Regarding the potential impact of the work presented, the specific objection I expressed in the first review (i.e., sensitivity to parameterization) has been given appropriate care and the relevant section (Sect 4.2.2) has been improved with concrete details about the rationale for selecting parameters. In any case, my being reluctant about the practical applicability of the system as it currently stands should not stand in the way of publishing the ideas and experimental results, as these can be a useful stepping stone towards a more complete solution.

The text has improved significantly wrt. the first draft.
Some minor comments:

Sect 3.2, definition of \cal{G}:

My comment has been addressed, at least at the formal level, by specifiying an ordering over canonicalized graphs. However, I still do not understand why ordering is required, where it seems to me that any bucketing scheme will do. Am I missing something?

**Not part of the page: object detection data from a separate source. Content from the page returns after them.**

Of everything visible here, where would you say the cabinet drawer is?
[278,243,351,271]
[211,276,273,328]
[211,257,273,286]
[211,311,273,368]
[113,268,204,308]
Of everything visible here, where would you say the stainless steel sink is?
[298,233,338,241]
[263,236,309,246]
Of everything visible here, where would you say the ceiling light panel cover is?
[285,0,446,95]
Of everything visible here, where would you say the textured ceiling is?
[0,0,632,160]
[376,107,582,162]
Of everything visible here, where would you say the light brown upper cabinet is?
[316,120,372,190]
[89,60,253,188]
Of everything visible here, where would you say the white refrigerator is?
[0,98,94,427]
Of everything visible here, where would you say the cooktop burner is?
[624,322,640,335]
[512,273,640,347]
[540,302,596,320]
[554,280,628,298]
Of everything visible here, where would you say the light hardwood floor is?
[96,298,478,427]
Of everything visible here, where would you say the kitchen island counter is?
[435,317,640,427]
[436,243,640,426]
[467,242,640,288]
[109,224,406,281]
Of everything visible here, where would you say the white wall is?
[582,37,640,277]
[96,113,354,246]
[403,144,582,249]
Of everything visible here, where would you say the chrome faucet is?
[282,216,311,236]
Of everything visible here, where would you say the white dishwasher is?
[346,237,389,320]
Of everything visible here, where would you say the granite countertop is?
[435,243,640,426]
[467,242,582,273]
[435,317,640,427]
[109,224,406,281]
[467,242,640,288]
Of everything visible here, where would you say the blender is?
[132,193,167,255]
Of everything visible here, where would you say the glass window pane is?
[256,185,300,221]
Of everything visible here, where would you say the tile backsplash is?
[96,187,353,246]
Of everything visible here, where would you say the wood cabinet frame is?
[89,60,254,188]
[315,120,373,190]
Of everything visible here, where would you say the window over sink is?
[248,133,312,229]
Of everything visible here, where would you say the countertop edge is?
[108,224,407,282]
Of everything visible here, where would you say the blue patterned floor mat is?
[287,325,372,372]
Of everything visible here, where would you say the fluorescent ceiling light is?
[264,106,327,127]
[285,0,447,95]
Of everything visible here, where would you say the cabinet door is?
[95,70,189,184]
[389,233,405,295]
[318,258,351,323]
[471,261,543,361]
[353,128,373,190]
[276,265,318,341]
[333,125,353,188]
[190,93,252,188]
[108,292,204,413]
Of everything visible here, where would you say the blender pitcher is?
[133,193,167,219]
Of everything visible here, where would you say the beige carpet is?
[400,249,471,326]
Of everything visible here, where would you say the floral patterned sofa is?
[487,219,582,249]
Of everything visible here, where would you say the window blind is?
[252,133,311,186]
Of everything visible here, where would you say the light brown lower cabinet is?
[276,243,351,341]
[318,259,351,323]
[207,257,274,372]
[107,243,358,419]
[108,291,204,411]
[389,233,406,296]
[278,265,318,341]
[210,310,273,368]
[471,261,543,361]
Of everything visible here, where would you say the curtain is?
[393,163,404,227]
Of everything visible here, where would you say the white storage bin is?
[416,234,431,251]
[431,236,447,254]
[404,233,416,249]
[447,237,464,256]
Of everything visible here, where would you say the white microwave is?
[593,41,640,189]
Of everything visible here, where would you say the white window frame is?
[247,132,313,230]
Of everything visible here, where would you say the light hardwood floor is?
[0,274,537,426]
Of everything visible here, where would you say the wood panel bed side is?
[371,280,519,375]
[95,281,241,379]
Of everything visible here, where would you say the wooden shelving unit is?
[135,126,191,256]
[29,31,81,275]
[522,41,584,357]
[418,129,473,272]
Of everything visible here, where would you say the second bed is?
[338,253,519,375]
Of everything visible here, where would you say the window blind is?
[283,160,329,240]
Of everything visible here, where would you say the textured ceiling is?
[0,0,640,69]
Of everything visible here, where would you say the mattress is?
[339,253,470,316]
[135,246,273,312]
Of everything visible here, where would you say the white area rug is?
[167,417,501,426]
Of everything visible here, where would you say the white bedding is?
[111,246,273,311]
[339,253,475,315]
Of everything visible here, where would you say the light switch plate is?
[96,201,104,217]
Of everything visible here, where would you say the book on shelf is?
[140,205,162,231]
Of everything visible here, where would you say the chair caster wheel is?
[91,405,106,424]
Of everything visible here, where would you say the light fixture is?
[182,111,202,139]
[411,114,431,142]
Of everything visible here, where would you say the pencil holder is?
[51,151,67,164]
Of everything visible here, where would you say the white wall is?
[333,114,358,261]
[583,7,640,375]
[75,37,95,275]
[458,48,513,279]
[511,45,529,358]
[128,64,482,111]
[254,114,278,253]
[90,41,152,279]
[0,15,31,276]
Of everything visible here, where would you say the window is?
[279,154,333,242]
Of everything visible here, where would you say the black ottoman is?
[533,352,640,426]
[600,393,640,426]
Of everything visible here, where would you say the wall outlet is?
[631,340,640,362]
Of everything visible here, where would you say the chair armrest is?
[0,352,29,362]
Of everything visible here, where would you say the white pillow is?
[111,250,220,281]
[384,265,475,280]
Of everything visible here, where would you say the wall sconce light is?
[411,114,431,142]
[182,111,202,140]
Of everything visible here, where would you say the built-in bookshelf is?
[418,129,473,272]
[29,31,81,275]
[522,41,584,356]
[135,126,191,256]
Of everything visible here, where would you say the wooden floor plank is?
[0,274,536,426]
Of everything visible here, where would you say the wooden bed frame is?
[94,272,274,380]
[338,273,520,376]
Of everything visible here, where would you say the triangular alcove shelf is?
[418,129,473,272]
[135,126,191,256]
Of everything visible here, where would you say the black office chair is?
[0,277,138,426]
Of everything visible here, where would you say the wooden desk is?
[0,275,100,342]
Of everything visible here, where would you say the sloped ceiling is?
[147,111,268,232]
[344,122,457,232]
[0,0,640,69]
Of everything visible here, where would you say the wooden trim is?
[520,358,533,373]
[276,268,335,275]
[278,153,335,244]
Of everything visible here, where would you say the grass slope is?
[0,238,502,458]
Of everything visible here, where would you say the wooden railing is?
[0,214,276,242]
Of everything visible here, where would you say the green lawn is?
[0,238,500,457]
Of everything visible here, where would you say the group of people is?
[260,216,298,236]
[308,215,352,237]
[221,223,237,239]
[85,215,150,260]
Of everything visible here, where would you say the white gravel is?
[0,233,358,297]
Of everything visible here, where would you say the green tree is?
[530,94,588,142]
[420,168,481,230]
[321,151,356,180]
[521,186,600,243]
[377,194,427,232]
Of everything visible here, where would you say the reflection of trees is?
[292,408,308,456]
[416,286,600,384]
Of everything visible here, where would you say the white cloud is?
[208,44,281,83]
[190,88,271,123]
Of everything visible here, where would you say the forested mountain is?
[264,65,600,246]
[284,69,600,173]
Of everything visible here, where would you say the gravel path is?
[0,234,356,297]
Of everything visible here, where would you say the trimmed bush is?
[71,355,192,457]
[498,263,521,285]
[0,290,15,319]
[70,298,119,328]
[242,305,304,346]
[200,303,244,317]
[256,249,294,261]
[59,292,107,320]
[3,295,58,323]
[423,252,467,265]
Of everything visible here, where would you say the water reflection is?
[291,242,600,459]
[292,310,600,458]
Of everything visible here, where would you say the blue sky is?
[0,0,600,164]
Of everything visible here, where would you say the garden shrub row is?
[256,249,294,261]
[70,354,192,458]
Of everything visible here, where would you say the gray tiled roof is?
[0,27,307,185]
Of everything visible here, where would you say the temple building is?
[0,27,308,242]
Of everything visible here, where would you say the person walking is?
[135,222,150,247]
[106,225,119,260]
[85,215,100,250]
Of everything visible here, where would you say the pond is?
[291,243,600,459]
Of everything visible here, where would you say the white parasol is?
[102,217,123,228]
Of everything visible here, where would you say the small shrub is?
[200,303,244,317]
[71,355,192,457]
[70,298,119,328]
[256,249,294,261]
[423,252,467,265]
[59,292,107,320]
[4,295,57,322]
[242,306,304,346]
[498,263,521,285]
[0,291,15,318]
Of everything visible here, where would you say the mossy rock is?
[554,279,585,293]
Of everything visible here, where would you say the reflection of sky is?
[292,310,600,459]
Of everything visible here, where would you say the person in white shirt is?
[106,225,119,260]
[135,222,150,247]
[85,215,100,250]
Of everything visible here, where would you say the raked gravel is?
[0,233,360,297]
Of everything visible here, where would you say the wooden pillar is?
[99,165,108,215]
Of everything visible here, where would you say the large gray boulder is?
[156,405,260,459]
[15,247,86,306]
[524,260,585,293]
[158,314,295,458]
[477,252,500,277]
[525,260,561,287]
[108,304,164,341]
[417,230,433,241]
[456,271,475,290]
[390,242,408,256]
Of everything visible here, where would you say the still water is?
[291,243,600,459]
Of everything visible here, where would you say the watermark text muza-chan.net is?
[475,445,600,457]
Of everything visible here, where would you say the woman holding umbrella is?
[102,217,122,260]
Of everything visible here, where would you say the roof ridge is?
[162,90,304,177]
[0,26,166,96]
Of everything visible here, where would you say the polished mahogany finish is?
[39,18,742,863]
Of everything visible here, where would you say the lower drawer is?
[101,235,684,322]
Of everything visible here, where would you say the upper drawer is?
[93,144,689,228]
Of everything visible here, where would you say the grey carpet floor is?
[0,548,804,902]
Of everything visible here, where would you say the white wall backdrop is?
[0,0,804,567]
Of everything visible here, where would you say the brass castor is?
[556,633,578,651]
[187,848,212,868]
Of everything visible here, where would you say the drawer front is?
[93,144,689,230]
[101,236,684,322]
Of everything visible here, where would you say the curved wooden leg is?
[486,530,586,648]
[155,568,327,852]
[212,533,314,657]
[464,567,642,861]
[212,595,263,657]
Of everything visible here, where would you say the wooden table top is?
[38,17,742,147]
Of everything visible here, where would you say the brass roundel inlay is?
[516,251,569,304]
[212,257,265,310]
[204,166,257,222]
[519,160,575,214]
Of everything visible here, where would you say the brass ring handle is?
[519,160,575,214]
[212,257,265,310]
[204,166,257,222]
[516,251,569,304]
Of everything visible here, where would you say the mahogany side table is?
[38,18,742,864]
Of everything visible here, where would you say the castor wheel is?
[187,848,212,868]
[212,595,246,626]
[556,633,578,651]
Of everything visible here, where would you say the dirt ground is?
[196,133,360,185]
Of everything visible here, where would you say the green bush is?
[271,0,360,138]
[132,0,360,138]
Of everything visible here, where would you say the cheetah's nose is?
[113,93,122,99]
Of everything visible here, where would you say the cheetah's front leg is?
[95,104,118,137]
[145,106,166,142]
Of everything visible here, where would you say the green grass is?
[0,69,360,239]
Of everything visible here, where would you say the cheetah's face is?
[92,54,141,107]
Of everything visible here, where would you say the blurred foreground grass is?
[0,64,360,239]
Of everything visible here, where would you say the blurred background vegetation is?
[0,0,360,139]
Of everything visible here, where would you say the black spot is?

Section 5, p. 13, line 38, "disjoint partitions":

With the clarification you added, the text is clear. I still do not understand why "subsets" or "parts" won't do, but it's your text.

Review #3
By Vojtěch Svátek submitted on 12/Sep/2023
Review Comment:

I went through the author response and both the revised and original version, and see all my comments addressed (aside a few very marginal ones). I thus assume that the paper can be accepted as is.